次は、「水のない土地で水を生み出す」挑戦だ。

「命をつなぐ水」に生涯をかける

今も原点は「泥水を飲んでいるアフリカの子どもたちを助けたい」という思い。これまで海外での活動経験もあり、カンボジアに浄水装置を設置、フィリピンでは震災後、給水支援に携わったこともある。

カンボジアに浄水装置を設置(2011年)

武田さんは、国内で安定した地盤を築いたうえで、最終的には、「安全な水がない国や地域で水を生み出し、それを産業に繋げること」を目標としている。
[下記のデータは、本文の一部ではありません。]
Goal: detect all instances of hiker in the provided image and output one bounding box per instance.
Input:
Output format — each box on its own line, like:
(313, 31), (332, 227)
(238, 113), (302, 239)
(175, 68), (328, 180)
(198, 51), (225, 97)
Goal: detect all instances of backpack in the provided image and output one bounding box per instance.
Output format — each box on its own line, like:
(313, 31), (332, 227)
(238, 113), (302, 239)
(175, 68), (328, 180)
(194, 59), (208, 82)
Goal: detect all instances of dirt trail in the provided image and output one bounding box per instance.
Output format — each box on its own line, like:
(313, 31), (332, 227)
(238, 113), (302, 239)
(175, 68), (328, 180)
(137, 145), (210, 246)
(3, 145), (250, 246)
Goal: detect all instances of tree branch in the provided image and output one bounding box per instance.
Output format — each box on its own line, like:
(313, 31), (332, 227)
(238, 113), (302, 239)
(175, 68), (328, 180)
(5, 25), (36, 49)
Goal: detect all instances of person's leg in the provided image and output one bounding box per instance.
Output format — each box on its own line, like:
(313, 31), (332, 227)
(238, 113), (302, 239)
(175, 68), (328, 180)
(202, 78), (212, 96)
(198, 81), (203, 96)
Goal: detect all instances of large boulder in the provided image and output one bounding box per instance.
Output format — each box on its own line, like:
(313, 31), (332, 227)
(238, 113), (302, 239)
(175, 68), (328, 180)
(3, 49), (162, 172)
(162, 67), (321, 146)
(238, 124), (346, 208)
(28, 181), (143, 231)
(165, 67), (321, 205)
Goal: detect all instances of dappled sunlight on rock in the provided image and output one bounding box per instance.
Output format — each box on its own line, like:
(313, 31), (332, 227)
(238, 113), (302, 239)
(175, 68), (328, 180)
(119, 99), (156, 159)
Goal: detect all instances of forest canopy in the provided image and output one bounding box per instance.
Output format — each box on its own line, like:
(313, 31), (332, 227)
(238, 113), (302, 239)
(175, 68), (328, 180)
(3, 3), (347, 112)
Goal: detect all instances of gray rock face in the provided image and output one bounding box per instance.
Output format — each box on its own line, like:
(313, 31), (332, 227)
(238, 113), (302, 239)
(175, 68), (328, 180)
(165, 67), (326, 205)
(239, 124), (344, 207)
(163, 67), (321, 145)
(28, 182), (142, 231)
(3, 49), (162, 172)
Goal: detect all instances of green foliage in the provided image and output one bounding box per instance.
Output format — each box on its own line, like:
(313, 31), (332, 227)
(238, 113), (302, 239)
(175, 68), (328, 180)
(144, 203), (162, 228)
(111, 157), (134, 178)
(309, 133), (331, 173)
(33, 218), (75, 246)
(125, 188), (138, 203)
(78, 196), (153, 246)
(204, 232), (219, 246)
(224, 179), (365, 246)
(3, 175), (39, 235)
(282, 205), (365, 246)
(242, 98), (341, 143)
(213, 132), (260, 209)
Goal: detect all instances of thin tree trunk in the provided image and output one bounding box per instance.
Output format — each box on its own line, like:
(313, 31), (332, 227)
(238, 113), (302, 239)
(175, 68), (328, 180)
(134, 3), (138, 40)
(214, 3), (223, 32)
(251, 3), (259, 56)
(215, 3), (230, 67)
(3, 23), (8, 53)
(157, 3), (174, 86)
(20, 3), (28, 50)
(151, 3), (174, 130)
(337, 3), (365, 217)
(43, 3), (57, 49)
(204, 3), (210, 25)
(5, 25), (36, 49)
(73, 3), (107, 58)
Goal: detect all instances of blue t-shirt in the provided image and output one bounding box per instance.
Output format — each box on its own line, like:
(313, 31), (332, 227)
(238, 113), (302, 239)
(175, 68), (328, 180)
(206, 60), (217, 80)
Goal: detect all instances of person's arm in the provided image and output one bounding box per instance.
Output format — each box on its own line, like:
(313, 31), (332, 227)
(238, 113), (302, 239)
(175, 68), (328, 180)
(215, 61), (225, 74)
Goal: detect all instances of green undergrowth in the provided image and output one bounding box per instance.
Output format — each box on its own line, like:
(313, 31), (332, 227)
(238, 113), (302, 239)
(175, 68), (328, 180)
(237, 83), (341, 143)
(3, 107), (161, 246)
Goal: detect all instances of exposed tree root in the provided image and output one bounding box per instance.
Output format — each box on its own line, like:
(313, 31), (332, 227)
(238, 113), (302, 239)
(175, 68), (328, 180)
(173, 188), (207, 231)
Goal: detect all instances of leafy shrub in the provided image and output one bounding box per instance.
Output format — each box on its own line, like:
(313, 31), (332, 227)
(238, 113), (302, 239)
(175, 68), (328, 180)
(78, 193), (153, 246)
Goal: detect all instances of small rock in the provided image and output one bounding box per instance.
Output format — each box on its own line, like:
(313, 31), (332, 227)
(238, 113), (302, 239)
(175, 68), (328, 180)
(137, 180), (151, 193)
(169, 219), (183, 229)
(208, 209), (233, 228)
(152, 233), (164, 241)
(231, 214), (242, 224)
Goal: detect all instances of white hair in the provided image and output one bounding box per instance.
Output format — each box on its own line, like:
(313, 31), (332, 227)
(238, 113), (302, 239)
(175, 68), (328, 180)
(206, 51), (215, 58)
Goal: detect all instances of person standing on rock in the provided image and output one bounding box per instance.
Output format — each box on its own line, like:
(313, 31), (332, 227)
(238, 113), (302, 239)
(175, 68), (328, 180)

「なんのノウハウもなかった自分が、子どもの頃の夢を実現させているのは、一歩を踏み出したから。自分がやりたいと思う事があるなら、反対されても、馬鹿にされてもとにかく行動を起こすこと。行動すれば人は自然についてくる。決して諦めないことが大切です」

フィリピン・マニラ市での防災訓練で製品を説明する武田さん(2018年)

武田さんは、現在、水のない土地で水を生み出す装置=空気に含まれる水分を取り出す装置を研究開発中。その水が産業を生み、現地の人々の食糧問題解決や生活向上に繋がるような活動をしたいと未来を見据える。

飽くなき夢への挑戦は、「命をつなぐ水」というゆるぎない信念のもとで、これからも続く。